市岡:知の探索の燃料になっているのは「好奇心」。仕事だけやっていたら、それを消化しきれない。『しゃかいか!』は、好奇心を満たすための装置にもなっているんだと思います。
加藤:その好奇心の根っこにあるのは、なにかを「好きだなあ」という気持ちですよね。「私はこれが好きなんです」っていうのがある人のほうが、コミュニケーションが生まれやすい。コミュニケーションが生まれる人じゃないと、たぶん生存だってできないと思うんですよ。

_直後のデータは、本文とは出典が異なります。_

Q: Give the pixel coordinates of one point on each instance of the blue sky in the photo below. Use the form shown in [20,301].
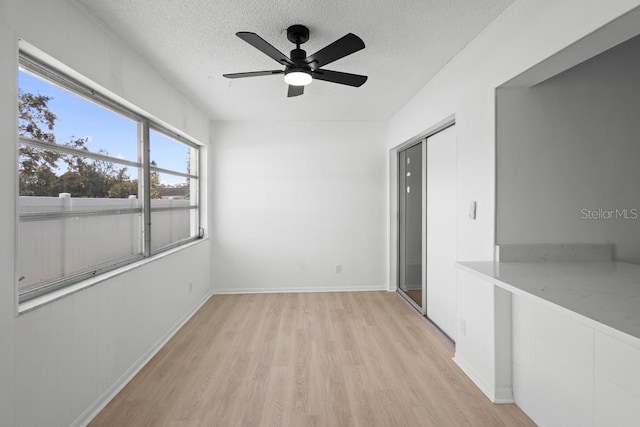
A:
[109,131]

好きなものがある人には「いいな。僕も力になりたいな」みたいに思えて、そこでコネクトされるので。
市岡:そうしていろんな会社や工場を訪れるたびに、「自分がほぐれる感覚」があるというか。会う人みんな、TAMと考え方やカルチャーが全然違うんですよね。「こういうのもありなんだ」って思えるようになるんです。
加藤:今後、『しゃかいか!』では、働き手や事業継承者がいなくて困っている会社がたくさんあるという日本の課題や、それでも地方で頑張っている若い人たちにフォーカスしていきたいですね。

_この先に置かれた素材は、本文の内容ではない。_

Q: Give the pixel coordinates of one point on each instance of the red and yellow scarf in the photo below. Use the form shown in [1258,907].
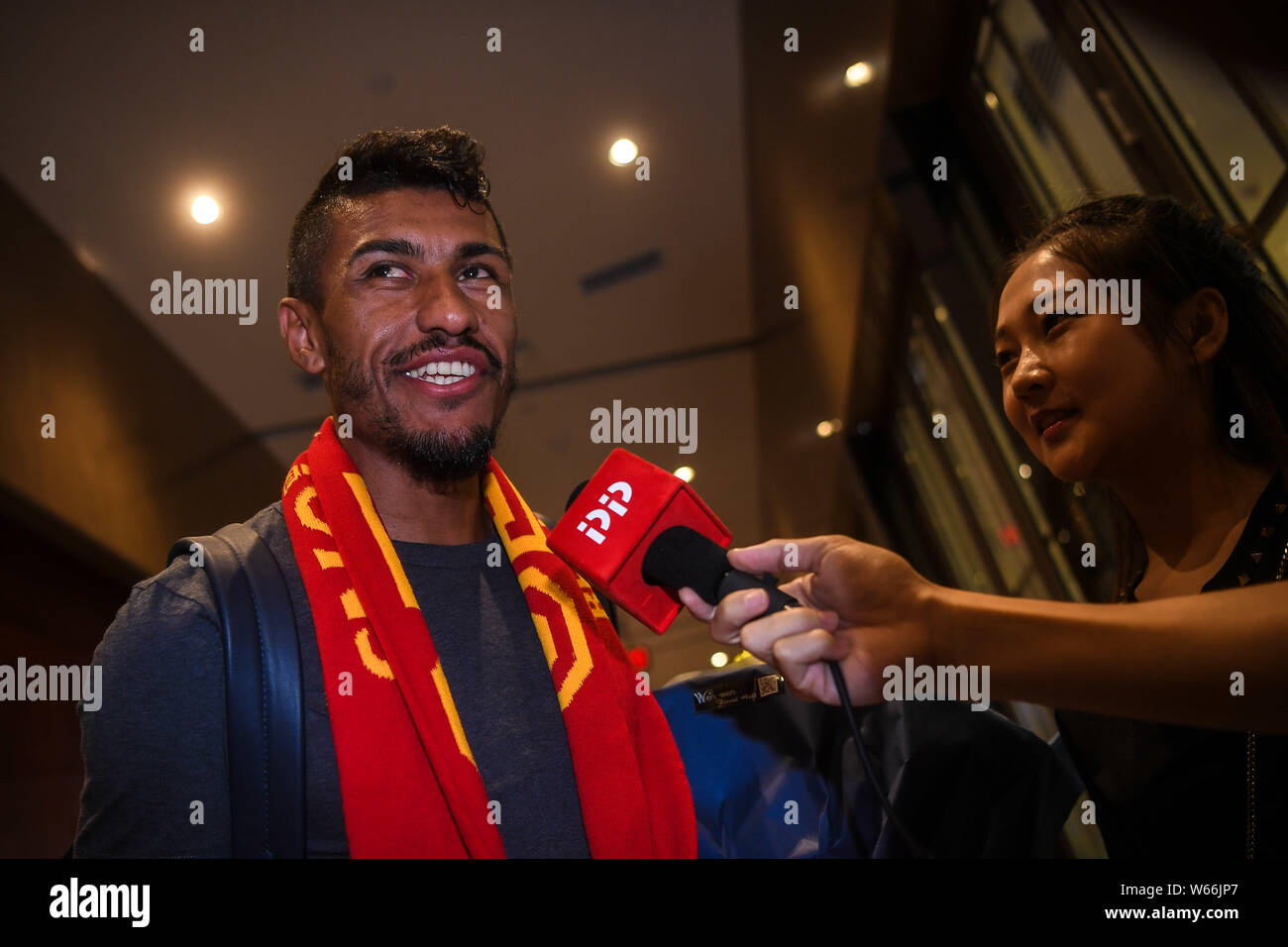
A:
[408,783]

若い人でも、有名で大きな会社に入って3年もすれば視野が狭くなったり、やりがいが見えなくなったりすることもあると思うんですが、そういう人にこそ、『しゃかいか!』の記事を読んでもらったり、一緒に工場見学に行けたりしたらすごくいいなと思います。副業でライターをやってみたい人だとか。
市岡:学生インターンも大歓迎です。僕が今後やっていきたいのは、これまで『しゃかいか!』を10年やってきて、いろんな人と仲間になれて、そういう人たちと一緒に、自分たち自身もモノづくりができたらいいんじゃないかなと思っています。

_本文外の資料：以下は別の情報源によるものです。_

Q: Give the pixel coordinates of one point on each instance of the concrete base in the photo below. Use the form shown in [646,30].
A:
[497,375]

加藤:そんなふうに、『しゃかいか!』がそれぞれの人がそれぞれのやりたいことを手繰り寄せるための道具になれたら、と思っています。
TAMの代表の爲廣さんは、僕が10年前に「『しゃかいか!』をやりたい」と言ったとき、ほんの数秒で、「やったらええやん」って言ってくださって。「でも、たぶん年に150万円くらいかかります」「やってみなはれ」って、それはもう本当に一瞬でOKをもらいました。
『しゃかいか!』の取材に同行した爲廣さん(左から3番目)
加藤:たぶん爲廣さんは、『しゃかいか!』の僕らみたいに、TAMの中で「勝手にやる人」がもっと増えたほうがいいと思っているのかな。
だれかが会社で好き勝手することによって、「線引き」ができるじゃないですか、『しゃかいか!』が自由に楽しんで仕事やってるから「あそこまではやっていいんだ」っていう。その限界を『しゃかいか!』が拡張している感じはあって、たぶん爲廣さんもそれを分かってくれているんだと思います。